How fans, players and coaches react to downturns in their team’s fortunes is fascinating. The depressing reality is that among the better teams in the NFL injury is by far the biggest factor in determining wins and losses. Fans, players and coaches will, however, twist themselves into a pretzel trying to avoid this fact.
You see we humans hate to think that things in life are beyond our control. We insist that any problem can be fixed no matter what, and this is never truer than in sports. Sure when a team is hit by injures there will be brief mention of their possible detrimental effect on the team, but then all the interested parties will rush into a million other reasons for poor results — poor game plans and preparation by the coaches, lazy, sloppy and untalented players screwing up the action.

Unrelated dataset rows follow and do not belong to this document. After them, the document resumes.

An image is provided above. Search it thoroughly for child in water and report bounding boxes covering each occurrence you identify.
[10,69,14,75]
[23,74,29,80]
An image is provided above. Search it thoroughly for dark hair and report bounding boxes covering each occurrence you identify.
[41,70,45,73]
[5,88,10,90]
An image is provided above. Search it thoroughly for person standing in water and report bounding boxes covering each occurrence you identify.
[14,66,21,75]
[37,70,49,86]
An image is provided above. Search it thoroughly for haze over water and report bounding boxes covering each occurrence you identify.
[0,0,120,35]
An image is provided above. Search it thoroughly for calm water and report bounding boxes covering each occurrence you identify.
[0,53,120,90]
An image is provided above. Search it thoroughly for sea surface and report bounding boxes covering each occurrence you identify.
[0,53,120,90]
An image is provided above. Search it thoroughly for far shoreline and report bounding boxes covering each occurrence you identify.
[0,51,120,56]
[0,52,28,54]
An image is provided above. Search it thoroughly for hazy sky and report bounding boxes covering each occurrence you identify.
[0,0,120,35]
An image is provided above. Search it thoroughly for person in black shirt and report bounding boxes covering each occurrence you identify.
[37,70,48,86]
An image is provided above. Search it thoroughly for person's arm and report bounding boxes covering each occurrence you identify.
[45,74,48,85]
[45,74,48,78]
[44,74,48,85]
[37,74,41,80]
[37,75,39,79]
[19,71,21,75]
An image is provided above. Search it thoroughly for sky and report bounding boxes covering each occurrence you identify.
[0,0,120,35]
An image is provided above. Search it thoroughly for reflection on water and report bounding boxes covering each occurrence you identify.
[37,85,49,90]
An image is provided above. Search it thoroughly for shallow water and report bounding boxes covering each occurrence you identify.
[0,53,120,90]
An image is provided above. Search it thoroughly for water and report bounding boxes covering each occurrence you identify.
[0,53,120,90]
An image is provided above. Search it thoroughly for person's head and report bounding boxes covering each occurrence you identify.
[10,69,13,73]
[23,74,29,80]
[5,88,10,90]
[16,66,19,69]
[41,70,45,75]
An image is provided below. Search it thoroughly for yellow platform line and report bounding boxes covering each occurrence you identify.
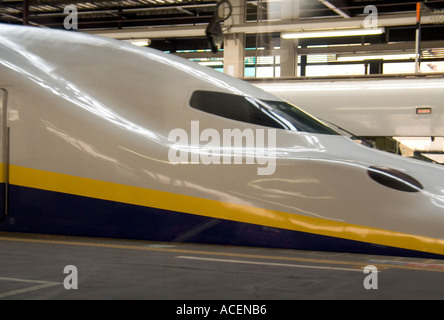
[1,232,444,273]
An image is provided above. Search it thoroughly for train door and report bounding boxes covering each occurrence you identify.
[0,89,8,222]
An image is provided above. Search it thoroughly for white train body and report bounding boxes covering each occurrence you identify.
[253,76,444,137]
[1,24,444,258]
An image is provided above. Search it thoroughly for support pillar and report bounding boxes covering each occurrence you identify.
[415,2,422,73]
[280,0,300,77]
[223,0,246,78]
[23,0,29,25]
[280,39,299,77]
[223,34,245,77]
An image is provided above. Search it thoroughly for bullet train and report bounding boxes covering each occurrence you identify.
[252,76,444,138]
[1,24,444,259]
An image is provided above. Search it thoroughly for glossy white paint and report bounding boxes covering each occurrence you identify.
[253,77,444,137]
[0,24,443,252]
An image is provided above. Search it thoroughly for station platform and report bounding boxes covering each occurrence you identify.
[1,231,444,300]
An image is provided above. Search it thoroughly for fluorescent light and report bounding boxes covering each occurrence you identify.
[131,40,150,46]
[281,28,385,39]
[123,39,151,46]
[337,53,416,61]
[198,61,224,66]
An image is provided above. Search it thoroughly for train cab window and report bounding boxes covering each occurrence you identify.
[261,99,339,135]
[189,90,339,135]
[189,90,283,129]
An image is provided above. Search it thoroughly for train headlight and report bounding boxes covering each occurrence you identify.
[367,166,423,192]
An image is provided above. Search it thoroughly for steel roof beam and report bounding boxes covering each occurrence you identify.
[318,0,350,19]
[86,12,444,39]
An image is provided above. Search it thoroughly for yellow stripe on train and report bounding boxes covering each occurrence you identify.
[8,164,444,256]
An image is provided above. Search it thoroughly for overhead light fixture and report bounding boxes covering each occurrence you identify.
[123,39,151,47]
[281,28,385,39]
[198,61,224,67]
[337,53,416,61]
[131,41,150,47]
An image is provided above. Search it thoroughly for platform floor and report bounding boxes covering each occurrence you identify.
[1,231,444,300]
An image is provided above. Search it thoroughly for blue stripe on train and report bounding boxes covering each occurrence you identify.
[0,183,5,223]
[1,184,443,259]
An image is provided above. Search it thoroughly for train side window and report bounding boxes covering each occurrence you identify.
[189,90,339,135]
[189,90,284,129]
[261,100,339,135]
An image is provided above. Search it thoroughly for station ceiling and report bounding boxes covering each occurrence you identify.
[1,0,444,52]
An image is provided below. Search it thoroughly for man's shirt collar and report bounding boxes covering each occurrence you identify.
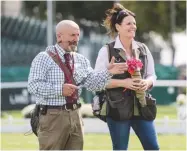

Let’s take the Dallas Cowboys for example. They started the season with three wins. I mean, they did have a better than average QB, a terrific running back, a fine offensive line and a very good deep receiver. This effective offense was backed up by a fast, aggressive defense. So of course winning their opening three games again some poor competition was hardly a surprise.
But then the bottom seemed to fall out as they lost their next three games, and folks in Dallas went into a panic. Surely the fact that the team had lost its two starting offensive tackles and deep receiving threat during that losing stretch couldn’t be the reason. Yes, it was, indeed, the reason. In the 7th game against the Philadelphia Eagles, Dallas’s starting line was back in tact and their best wide receiver had retuned to action with devastating results, as the Eagles, a highly regarded team at the start of the season that itself was plagued by injuries, cashed and burned before the onslaught of the Cowboys.
It will always be that humans look for other humans as scapegoats rather than admit that there are forces beyond their control. In the case of NFL football it’s mostly injuries that determine a team’s fate among the higher ranked.
Sometimes it works out that the next man up who replaces an injured player is as good or even better than the player he replayed so that the lost player causes no detrimental effect as to a games outcome, but not very often. Injuries are just what they are — trouble. And with lots of injuries comes lots of trouble.